Inference Pipeline Overview

Version: 1.1 Status: Stable Last Updated: 2026-03-03

End-to-end reference for how a feature row becomes a labeled prediction. Each stage links to its authoritative documentation.


Pipeline stages

Feature Row → Model → core_probs → Calibration → Reject Check → Taxonomy Mapping → Final Output
Stage What happens Details
1. Input A single feature row enters the model. Must conform to the Feature Schema and include all columns from FEATURE_COLUMNS. Core Types, Configuration
2. Model prediction LightGBM produces core_probs: float[8], ordered by label ID, summing to 1.0. Task Labels (v1), LightGBM Trainer
3. Calibration Per-user or global calibrator adjusts probabilities. Preserves ordering and sum constraint.
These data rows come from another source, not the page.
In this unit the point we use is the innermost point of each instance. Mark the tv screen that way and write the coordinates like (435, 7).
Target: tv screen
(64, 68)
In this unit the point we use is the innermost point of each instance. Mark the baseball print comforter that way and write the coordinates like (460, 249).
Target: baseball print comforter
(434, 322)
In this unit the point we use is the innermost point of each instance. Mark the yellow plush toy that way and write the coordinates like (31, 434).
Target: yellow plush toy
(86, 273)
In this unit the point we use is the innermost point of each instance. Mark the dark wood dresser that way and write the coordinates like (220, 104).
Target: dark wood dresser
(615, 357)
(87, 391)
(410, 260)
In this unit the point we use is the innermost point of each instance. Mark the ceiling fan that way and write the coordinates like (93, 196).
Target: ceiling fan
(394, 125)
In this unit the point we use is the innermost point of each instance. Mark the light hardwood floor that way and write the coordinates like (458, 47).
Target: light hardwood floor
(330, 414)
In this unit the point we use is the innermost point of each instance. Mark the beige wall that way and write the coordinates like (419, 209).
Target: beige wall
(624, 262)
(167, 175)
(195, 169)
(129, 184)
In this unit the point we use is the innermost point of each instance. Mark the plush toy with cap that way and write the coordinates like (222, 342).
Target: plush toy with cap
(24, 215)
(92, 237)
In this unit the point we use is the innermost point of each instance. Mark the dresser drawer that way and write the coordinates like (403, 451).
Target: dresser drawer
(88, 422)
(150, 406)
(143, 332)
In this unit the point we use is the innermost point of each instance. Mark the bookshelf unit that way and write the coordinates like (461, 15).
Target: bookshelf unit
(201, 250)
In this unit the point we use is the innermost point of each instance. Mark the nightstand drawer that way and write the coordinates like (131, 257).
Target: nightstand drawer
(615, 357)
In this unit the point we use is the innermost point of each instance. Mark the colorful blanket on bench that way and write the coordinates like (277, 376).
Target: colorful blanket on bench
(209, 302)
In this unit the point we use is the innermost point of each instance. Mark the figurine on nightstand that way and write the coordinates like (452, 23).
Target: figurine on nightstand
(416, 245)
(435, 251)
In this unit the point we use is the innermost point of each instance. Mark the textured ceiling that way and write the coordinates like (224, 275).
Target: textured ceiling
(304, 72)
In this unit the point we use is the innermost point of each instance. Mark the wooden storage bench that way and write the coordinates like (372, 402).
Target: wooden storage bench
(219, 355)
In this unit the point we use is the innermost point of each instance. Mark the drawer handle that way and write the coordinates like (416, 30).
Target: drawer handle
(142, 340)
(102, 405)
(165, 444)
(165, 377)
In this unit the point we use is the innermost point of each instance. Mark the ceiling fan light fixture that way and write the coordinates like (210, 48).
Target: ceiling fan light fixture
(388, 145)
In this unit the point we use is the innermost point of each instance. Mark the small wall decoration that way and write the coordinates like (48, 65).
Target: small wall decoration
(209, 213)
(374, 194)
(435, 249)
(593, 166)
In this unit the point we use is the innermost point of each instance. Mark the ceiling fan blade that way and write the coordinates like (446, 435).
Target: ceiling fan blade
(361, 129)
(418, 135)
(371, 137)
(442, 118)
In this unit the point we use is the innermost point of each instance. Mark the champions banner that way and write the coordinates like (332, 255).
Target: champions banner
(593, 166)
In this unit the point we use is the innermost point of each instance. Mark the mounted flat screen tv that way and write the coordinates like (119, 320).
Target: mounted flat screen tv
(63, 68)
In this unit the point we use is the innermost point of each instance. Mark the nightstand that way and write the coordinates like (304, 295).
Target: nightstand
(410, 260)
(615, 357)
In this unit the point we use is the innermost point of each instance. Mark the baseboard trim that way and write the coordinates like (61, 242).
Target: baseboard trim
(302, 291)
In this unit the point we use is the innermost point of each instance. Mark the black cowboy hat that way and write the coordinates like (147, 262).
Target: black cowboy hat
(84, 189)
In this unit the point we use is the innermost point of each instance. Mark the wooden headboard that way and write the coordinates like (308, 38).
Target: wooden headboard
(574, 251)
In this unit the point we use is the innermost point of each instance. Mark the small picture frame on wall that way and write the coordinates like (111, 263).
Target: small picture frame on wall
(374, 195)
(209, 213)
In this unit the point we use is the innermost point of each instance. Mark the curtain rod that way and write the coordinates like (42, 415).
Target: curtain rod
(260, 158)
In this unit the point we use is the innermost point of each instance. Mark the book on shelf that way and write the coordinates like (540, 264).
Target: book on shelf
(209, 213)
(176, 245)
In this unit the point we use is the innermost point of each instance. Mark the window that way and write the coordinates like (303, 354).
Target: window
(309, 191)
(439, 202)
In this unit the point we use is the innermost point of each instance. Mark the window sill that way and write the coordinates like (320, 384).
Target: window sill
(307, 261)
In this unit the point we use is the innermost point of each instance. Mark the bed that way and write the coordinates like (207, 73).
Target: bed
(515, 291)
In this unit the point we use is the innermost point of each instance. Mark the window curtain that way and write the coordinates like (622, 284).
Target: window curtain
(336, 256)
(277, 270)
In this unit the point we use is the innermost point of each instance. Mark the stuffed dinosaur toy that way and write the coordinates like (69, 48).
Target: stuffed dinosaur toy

Personalization Sections 3–5, Calibration API
4. Reject check If max(calibrated_probs) < reject_threshold, the prediction is rejected and mapped to Mixed/Unknown. Acceptance Criteria Section 4
5. Smoothing Rolling majority window merges noisy per-minute predictions into stable blocks. Prediction Smoothing
6. Taxonomy mapping Optional: maps core labels to user-defined buckets with aggregated probabilities. Custom Taxonomy

Final output object

Each prediction produces:

Field Type Source
user_id string Feature row
bucket_start_ts timestamp Feature row
core_label_id int argmax(core_probs)
core_label_name string Label set lookup
core_probs float[8] Model output
confidence float max(core_probs)
is_rejected boolean Reject check
mapped_label_name string Taxonomy mapping (or core label)
mapped_probs dict[str, float] Taxonomy mapping
model_version string Model Bundle metadata
schema_version string Feature schema
label_version string Label schema

See Prediction Types for the implementation.


Invariants

  • Determinism: same model + calibrator + mapping + input = identical output. No stochastic inference.
  • Error handling: missing features, unknown categoricals, or schema mismatches produce Mixed/Unknown — the pipeline never crashes. See Data Validation.
  • Privacy: no raw titles, keystrokes, or URLs enter or leave the pipeline. See Privacy Model.

Versioning

Changes to any of the following require a version bump:

  • Label ordering or count
  • Output structure
  • Confidence definition
  • Reject semantics
  • Calibration insertion point
  • Taxonomy mapping semantics